This special study on telecommunications is a plan and an implementation
description for an Internet telephony testing network. The purpose of the network
is to provide a platform for evaluating different pieces of network equipment
including testing and monitoring equipment. The network is constructed in Nokia
laboratory premises in Helsinki.
1. Introduction
1
1. Introduction
Voice over Internet Protocol (VoIP) means transferring of voice traffic over
networks utilizing Internet Protocol (IP) as a carrier. VoIP has become a
considerable alternative for traditional telephony circuits. Some operators have
already switched from Pulse Code Modulated (PCM) circuits to transferring their
speech traffic over dedicated IP networks. This gives several advantages over
circuit switched connections - and also some disadvantages that have to be dealt
with.
Internet telephony and VoIP have to some extent existed for some years now. But
as main-stream applications they have not yet done well. VoIP has been a means
of calling cheap long distance calls with Personal Computers (PC) over the public
Internet. This has been enabled by the rapid development of the processing power
and multimedia capabilities of PCs. Voice communication over the Internet has
been accomplished with different kinds of packet telephony software. These have
utilised proprietary methods of transferring voice in IP packets, and therefore the
public success has not been met. But now the situation is different. New standards
- such as the H.323 protocol family - have enabled software producers to
implement packet telephony software that can interwork with software from other
producers. Also the introduction of new network components, like Internet
telephony gateways, have driven the technology nearer towars a normal private
user. This is mostly due to the fact that users are very accustomed to the user
interface of a telephone, and the gateways make it possible to make calls over the
Internet with telephones connected to the Public Switched Telephone Network
(PSTN).
When a new technology is introduced to consumers, there has to be a certainty
that the service platform and the services are working correctly. This study is
about planning and implementing a test network for Internet telephony. The
network will be used to gather information about the technology and to test and
evaluate different tools that can be used in verifying the services.
2. Internet telephony
2
2. Internet telephony
2.1 Drivers for Internet telephony
PSTN connections allocate 64kbit/s part of a 2Mbit/s PCM link for speech traffic.
This allocation is called a timeslot in the PCM link.
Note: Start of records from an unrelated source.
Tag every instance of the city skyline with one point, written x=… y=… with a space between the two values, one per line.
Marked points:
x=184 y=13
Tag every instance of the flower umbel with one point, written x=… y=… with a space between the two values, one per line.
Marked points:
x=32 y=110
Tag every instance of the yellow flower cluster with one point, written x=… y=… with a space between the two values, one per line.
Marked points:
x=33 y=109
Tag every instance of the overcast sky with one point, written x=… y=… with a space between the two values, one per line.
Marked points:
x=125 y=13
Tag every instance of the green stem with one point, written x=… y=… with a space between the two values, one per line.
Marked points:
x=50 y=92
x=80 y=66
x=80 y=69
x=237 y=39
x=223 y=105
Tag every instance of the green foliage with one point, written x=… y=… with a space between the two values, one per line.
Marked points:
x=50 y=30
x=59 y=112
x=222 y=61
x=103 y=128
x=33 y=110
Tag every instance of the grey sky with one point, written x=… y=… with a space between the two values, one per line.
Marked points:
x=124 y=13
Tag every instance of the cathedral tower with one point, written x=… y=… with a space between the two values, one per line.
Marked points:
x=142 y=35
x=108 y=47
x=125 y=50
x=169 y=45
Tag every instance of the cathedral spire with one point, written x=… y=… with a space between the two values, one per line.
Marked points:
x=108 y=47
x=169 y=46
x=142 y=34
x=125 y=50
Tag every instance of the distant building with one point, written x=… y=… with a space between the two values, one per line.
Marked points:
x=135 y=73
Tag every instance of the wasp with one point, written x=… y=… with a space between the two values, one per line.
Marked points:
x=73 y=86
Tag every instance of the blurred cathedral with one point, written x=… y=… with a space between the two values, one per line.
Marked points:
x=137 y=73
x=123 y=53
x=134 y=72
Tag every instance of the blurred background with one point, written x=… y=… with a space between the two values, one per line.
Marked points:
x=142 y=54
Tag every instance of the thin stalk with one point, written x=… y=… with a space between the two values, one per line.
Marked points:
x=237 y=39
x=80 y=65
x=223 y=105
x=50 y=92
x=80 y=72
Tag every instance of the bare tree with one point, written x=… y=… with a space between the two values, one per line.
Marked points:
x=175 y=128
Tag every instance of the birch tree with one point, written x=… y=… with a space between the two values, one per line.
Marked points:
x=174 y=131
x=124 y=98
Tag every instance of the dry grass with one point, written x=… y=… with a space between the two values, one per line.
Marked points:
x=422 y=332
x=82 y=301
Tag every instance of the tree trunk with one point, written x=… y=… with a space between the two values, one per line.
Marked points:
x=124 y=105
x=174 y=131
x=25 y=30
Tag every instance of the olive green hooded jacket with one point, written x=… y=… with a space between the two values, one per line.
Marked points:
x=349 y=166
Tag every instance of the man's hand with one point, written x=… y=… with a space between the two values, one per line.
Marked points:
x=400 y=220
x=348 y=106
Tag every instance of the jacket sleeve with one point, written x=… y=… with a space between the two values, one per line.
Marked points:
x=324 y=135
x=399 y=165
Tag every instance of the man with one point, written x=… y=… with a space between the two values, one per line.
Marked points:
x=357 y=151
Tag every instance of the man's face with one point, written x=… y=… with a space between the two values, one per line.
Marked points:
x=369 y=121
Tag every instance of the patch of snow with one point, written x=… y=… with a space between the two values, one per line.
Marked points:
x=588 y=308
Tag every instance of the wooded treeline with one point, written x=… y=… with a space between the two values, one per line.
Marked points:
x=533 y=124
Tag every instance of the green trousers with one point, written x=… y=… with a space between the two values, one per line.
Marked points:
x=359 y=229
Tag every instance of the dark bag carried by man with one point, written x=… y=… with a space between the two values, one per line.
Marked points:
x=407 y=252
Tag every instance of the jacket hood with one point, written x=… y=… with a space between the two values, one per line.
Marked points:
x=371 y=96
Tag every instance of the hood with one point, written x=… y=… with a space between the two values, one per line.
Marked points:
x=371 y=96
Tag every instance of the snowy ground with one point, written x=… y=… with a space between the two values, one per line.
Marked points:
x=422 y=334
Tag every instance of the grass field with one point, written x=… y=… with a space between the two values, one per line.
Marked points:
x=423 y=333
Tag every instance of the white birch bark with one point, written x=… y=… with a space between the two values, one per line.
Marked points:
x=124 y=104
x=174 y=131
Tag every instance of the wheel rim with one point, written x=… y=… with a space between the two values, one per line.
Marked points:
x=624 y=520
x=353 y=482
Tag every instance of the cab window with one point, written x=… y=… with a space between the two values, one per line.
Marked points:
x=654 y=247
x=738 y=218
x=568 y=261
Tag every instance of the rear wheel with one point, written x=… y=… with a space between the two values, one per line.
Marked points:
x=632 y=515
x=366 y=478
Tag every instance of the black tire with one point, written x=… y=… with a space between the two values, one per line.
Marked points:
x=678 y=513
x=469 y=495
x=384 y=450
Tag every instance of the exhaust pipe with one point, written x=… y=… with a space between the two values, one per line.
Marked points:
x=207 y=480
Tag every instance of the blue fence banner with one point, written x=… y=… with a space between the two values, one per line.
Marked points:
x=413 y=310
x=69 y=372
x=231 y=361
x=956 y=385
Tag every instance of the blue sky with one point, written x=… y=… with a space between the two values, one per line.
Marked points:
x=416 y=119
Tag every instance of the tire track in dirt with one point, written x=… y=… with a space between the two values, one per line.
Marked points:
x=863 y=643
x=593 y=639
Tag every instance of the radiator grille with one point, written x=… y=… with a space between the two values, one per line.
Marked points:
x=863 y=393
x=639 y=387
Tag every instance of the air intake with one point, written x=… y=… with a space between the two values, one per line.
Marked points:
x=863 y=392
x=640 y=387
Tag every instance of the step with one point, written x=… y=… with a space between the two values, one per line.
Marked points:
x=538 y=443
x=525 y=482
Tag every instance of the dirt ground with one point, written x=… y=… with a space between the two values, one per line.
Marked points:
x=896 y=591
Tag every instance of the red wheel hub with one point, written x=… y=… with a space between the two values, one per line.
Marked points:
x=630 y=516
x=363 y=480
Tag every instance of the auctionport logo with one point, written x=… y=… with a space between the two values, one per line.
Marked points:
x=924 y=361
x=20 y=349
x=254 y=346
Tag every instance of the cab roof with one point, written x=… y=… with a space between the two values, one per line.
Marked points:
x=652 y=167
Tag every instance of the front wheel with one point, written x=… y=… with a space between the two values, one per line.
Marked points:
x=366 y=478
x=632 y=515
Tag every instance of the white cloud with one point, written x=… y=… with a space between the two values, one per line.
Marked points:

The timeslot is allocated for
the speech stream for the whole duration of the connection. Therefore the link is
utilised even if there is no speech traffic at all. This is considered as waste of
bandwidth, because the 64kbit/s connection cannot be teared down and formed
again for every speech burst. If the speech was transferred as packets, there would
be no such problem. Packets can be multiplexed to the same link and therefore
when one connection is silent another one could use its link for transmitting. This
allows better utilisation of the link. With speech coding the required bandwidth
for speech in the IP network is much less than the 64 kbit/s requirement in PSTN.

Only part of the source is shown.